In Sachen IT im Gesundheitswesen galt Deutschland einst als Vorreiter. Doch diese Zeiten sind laut einer Studie längst vorbei.

Von Philipp Grätzel von Grätz

Derzeit kann man mal wieder den Eindruck haben, es bewegt sich etwas in der deutschen Gesundheits-IT. Die Healthcare-IT-Messe conhIT letzte Woche schloss mit Besucher- und Ausstellerrekorden.

Und die internationale Ausschreibung der für das Jahr 2013 geplanten Tests für die ersten Anwendungen der elektronischen Gesundheitskarte elektrisiert nicht nur die üblichen deutschen Verdächtigen wie Telekom, CompuGROUP und Siemens, sondern auch internationale E-Health-Größen, die über der Teilnahme an Konsortien brüten.

Wer in eine neue Studie hineinschaut, die das international in Sachen E-Health sehr erfahrene Beratungsunternehmen Accenture vorgelegt hat, kann nur sagen: Höchste Zeit!

Die Berater sahen sich in den acht Ländern Deutschland, Frankreich, Österreich, Spanien, England, Singapur, Australien, den USA und Kanada um.

Sie interviewten insgesamt 160 Führungskräfte im Gesundheitswesen und über 3700 Ärzte aus Praxis und Klinik, um herauszufinden, wie intensiv Informationstechnik im jeweiligen Gesundheitswesen genutzt wird und wofür.

Bei der Nutzung Weltniveau

Die Analyse gliederten sie in drei Segmente. Zum einen interessierte die Nutzung von IT intern, also die Frage, inwieweit medizinische Einrichtungen für interne Zwecke von der Buchführung bis zur Patientendatenverwaltung IT-Systeme nutzen.

Klinische Effizienz, lautete hier das Stichwort. Punkt zwei war der Austausch von Gesundheitsinformationen. Punkt drei war etwas, das Accenture "Insight driven Health" nennt.

Die Berater verstehen darunter den Einsatz von IT-Systemen zu Zwecken der Gesundheitsanalytik und zur Vernetzung mit den Patienten, Stichwort Verbesserung der Versorgungsqualität.

Das Ergebnis überrascht nicht, ist aber in dieser Deutlichkeit doch erschreckend.

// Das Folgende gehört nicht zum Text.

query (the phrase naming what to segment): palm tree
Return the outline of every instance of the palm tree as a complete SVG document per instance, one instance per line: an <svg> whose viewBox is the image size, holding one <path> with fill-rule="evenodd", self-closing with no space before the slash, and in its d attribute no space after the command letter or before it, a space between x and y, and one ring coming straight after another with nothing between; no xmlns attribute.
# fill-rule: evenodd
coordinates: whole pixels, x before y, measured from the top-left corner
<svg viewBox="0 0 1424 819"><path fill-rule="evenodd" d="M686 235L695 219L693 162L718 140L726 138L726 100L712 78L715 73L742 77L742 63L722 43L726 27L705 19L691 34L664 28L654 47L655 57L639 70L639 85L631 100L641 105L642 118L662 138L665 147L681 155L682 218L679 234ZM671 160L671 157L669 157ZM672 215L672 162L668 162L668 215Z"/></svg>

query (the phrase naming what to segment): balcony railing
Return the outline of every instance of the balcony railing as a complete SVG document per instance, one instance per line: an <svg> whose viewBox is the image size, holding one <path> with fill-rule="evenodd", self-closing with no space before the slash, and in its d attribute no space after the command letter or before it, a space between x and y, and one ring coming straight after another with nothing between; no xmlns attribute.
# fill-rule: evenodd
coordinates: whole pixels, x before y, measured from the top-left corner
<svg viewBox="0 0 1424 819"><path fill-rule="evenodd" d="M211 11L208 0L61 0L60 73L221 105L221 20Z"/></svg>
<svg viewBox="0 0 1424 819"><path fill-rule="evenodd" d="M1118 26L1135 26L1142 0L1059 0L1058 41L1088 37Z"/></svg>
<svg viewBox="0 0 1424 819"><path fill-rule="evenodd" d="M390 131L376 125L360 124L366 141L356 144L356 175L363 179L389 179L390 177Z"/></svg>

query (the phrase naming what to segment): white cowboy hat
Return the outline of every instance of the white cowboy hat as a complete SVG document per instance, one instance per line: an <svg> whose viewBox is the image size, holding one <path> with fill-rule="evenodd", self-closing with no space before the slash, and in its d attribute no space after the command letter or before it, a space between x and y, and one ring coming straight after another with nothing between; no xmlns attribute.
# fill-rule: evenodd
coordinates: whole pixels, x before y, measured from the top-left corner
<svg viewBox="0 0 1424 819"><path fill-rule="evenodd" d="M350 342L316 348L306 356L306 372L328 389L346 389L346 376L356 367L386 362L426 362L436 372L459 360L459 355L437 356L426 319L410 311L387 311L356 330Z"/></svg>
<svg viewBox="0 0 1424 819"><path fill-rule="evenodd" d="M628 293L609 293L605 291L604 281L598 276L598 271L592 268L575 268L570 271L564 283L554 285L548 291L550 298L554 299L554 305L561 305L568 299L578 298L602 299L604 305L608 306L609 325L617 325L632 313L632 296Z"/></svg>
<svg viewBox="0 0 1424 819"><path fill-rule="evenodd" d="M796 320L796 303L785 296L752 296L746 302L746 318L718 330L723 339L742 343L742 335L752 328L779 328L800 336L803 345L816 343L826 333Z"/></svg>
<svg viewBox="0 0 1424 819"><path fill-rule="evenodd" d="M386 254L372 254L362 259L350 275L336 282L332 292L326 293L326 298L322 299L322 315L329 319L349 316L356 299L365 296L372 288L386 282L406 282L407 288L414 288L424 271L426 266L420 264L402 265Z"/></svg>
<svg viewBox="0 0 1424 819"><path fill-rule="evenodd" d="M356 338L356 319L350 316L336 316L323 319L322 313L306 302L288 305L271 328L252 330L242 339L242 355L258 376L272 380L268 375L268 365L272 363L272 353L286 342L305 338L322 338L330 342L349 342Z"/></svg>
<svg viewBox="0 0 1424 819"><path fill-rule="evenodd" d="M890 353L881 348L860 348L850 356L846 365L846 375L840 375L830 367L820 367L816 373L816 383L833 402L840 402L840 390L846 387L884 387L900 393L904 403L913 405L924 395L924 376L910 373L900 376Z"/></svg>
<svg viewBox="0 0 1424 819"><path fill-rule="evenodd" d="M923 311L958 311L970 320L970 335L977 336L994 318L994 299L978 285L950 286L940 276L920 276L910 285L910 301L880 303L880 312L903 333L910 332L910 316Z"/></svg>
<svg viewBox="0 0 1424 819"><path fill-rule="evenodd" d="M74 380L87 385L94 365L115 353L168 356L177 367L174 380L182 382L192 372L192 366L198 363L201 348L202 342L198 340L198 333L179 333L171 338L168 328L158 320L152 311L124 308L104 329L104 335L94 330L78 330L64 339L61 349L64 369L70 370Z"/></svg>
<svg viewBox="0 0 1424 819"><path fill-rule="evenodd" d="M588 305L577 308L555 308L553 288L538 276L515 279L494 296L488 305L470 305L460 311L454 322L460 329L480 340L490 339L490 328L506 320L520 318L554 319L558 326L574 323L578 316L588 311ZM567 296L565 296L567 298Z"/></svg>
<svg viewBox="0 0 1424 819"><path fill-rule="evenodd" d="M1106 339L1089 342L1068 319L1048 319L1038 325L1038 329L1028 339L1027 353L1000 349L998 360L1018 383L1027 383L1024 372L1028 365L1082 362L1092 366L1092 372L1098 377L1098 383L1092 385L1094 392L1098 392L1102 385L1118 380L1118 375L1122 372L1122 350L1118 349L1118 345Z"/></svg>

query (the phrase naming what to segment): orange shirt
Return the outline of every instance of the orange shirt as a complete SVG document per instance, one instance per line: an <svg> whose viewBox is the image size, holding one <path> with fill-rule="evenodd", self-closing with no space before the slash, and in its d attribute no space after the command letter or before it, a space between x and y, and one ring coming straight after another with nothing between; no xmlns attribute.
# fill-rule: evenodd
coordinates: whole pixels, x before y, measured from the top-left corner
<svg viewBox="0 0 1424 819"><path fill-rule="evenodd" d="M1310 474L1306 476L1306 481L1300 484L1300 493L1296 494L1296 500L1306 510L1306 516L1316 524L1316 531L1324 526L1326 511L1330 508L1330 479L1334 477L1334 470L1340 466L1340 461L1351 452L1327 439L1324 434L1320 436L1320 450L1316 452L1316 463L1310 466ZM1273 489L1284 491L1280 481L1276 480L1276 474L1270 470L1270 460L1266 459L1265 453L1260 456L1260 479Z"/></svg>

Im ersten Untersuchungssegment, also bei der internen Nutzung von IT-Systemen im klinischen Alltag, liegt Deutschland auf Weltniveau.

IT-Systeme werden hierzulande genauso häufig, teilweise sogar häufiger als in den anderen sieben Ländern genutzt, um administrative Tätigkeiten wie Terminplanung oder Abrechnung zu erledigen, oder um Patientendaten während oder nach Konsultationen zu erfassen.

Datenaustausch?

Jenseits dessen wird es dann allerdings weniger schön. Beim elektronischen Austausch von Gesundheitsinformationen gehört Deutschland zu den schlechtesten der acht Länder.

Bei der elektronischen Kommunikation mit Kollegen machten nur zwölf Prozent der niedergelassenen Ärzte einen Haken, immerhin noch jedes dritte Krankenhaus. Bei elektronischen Rezepten ist Deutschland Schlusslicht.

Beim elektronischen Zugriff auf Klinik- oder Labordaten anderer Einrichtungen kreuzte nur jeder fünfte Niedergelassene und jedes vierte Klinikum ein "Ja" an. Auch das ist konkurrenzlos niedrig.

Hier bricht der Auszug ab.